留学生になった時から、ぼくは地下鉄に頻繁に乗るようになった。東京ではすぐに右手を上げてタクシーを停めていた。アメリカに渡ってからのぼくは学生だったし、街に慣れるにつれ、とにかくNYでは地下鉄、バスが便利、体がそう思うようになってきた。今じゃ、タクシーで帰ってもいいような夜にも必ず地下鉄を使う。この街に住んでいることの基本が、この公共輸送機関には凝縮されている。NYの何もかもが混ぜこぜに、ここにはある。

だからNYに一週間旅行をするならば、地下鉄やバスに乗るメトロカードを買われることをお勧めする。

一週間乗り放題のメトロカードをベンデイングマシーン(自動販売機)で。それを財布やポケットに入れて移動する。これさえあればマンハッタンのみならずブルックリンもクイーンズも縦横無尽だ。どこまで何回乗っても値段は一緒なので、あちこち気負いなく観光する人にはもってこいだ。しかもだ。電車は24時間、動いているときたもんだ。夜中は本数が少なくなるけれど、それくらい勘弁してほしい。のんびり待ってると数メートル手前で停まって勝手に発車しちゃうし、揺れすぎて福笑いのように目鼻口が車内の床に落ちてしまうけれど、それもご愛嬌だ。ポールやつり革をしっかり握り、少し肩幅より広めに足を広げて立つ。こうじゃなきゃ激しい突然のブレーキにすっ飛ばされて窓から投げ出されてしまう。

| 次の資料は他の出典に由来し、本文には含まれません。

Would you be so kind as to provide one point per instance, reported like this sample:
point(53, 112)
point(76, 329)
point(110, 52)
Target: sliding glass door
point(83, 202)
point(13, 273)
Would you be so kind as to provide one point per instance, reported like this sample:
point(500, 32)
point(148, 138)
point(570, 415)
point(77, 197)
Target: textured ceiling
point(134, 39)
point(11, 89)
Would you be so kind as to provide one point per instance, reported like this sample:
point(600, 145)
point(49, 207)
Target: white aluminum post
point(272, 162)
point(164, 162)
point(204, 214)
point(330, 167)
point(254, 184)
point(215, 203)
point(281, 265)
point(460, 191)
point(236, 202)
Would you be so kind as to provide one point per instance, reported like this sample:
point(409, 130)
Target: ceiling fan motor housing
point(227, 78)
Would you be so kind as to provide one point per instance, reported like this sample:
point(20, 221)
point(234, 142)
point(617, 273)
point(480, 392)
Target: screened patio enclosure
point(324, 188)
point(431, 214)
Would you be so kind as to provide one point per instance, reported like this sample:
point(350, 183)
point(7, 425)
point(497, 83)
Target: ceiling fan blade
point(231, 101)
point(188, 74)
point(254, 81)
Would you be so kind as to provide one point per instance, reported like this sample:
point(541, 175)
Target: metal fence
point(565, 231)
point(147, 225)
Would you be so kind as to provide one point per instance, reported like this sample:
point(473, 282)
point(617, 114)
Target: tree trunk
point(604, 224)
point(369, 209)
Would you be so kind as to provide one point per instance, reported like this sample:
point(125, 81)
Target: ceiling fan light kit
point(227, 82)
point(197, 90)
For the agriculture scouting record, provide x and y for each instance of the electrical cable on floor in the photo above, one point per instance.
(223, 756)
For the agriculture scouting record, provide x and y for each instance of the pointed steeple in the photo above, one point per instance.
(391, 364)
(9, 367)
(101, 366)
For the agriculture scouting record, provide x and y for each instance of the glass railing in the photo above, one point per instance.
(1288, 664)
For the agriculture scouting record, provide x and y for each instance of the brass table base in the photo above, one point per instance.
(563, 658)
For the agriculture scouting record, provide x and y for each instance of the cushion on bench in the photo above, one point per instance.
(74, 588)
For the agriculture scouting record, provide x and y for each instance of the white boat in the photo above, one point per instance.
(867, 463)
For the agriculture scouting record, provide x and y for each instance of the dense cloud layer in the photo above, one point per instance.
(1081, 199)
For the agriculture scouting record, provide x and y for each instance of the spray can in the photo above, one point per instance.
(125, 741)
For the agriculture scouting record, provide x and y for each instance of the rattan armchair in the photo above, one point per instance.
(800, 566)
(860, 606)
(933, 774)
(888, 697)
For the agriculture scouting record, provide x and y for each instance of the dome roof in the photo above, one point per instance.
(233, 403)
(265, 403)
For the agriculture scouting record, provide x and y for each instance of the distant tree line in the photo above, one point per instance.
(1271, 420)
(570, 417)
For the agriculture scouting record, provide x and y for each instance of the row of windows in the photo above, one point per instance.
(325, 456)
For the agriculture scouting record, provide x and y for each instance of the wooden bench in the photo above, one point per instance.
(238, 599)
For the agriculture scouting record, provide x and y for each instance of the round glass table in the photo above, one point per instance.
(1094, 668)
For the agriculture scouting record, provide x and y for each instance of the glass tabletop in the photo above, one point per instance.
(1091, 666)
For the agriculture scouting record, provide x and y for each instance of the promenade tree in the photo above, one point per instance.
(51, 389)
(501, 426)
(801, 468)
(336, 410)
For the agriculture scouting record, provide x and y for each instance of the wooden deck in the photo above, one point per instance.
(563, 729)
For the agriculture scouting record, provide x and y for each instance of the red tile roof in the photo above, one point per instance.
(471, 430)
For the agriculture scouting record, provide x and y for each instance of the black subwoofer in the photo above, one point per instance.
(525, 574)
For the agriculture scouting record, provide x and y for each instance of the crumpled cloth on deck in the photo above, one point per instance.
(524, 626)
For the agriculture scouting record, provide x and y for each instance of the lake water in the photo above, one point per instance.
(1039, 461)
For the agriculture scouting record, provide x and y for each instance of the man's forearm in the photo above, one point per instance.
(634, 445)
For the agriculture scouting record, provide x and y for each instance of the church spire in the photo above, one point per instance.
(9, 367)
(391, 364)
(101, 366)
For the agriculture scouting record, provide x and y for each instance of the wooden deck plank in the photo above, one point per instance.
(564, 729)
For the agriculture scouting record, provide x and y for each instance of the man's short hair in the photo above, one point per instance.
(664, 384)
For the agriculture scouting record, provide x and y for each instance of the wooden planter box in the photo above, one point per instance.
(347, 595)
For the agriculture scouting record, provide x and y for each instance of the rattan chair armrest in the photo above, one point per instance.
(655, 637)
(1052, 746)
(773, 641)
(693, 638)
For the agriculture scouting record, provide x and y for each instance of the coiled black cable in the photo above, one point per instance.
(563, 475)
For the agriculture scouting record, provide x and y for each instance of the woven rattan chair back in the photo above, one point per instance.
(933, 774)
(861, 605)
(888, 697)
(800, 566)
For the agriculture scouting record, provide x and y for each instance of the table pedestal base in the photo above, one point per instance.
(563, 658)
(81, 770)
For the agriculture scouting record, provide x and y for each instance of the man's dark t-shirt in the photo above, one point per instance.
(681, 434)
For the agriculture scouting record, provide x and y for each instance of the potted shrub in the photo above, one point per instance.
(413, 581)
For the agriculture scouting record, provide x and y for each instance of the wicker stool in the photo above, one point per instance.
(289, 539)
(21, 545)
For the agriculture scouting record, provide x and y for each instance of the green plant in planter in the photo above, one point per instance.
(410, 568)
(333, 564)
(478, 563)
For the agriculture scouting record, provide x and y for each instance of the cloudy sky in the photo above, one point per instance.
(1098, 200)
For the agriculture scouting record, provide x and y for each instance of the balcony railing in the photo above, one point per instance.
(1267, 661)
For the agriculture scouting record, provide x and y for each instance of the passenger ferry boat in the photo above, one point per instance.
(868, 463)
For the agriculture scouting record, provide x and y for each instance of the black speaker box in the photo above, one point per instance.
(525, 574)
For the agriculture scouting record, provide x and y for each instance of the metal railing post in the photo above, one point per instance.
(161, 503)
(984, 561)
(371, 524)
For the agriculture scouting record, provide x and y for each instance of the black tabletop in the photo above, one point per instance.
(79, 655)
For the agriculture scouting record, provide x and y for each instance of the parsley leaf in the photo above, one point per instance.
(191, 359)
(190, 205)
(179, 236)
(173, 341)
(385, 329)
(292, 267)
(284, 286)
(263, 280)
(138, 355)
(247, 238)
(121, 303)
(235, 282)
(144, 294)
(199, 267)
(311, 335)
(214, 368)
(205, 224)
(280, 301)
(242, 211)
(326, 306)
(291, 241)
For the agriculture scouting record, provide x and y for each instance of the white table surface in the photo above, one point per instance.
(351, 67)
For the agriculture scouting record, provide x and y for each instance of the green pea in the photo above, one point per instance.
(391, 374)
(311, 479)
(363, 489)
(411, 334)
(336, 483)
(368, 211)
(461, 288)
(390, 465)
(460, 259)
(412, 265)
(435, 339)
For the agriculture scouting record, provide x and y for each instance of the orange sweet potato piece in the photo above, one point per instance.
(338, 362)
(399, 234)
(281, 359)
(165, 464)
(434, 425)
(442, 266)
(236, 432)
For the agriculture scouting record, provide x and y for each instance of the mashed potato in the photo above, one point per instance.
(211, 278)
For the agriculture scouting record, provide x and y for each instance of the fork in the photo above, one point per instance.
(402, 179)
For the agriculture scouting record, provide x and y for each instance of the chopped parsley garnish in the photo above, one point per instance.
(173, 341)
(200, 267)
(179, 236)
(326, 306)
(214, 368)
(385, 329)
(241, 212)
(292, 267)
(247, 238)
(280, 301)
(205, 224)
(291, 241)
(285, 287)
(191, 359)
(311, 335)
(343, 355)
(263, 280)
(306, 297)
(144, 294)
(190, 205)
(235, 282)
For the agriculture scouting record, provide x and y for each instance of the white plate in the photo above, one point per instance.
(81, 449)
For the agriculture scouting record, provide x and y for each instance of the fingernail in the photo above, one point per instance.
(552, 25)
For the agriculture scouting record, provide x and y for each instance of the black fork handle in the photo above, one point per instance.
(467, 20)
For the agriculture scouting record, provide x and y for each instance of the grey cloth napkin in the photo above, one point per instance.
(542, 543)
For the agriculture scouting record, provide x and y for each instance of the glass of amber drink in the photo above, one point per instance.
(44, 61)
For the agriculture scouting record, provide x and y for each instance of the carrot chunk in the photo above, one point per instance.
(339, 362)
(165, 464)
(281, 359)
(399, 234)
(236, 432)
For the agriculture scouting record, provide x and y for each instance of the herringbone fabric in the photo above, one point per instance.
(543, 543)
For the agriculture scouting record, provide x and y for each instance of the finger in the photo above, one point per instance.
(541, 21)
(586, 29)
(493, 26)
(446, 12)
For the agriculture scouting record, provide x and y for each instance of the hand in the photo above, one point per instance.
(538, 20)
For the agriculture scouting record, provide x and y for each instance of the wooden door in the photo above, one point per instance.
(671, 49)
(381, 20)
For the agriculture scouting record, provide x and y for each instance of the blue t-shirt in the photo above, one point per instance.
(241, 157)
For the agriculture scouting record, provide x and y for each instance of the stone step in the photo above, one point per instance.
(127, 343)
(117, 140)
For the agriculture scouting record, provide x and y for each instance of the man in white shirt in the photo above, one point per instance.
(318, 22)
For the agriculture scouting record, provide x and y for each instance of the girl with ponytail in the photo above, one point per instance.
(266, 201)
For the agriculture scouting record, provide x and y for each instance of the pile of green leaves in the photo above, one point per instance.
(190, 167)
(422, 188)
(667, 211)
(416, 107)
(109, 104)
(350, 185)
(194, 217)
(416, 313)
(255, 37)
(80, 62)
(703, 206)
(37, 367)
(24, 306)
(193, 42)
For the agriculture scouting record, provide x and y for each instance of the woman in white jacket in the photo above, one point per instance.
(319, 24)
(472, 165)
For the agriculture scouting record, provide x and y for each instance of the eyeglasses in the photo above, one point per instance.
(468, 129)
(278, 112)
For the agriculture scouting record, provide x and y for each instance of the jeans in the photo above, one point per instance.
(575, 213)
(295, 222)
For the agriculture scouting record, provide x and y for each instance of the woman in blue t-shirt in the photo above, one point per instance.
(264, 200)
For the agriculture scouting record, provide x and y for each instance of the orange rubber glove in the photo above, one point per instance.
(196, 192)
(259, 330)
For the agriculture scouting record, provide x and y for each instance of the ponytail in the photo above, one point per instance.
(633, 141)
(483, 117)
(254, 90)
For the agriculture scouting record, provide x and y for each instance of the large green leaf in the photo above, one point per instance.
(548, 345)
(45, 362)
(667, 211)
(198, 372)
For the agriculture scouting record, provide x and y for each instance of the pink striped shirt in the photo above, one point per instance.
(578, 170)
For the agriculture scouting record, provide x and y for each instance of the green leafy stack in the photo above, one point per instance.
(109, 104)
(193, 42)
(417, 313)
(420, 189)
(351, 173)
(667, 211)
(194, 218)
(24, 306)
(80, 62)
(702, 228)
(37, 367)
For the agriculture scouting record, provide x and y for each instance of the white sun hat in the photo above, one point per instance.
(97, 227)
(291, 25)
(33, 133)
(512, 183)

ローカル(各駅停車)のはずの電車が急に心変わりして特急になったり、逆方向の線路に電車が入ってきたりすることがあっても驚かないでほしい。勇んで駅まで降りていくと黄色いテープが貼ってあり「今日は電車はなし!」なんてこともある。古い構内は雨漏れがひどいし、洪水の時は駅自体が閉鎖される。ホームで待っていると線路の間を猫ほど大きなRodents(ドブネズミ)が我がもの顔で走っている。天井は100年の歴史を携えてぽろぽろペンキが剥がれ落ちる。「あれ?フケ?」なんて頭を払う人がいたら、「そうだね」と笑い返してほしい。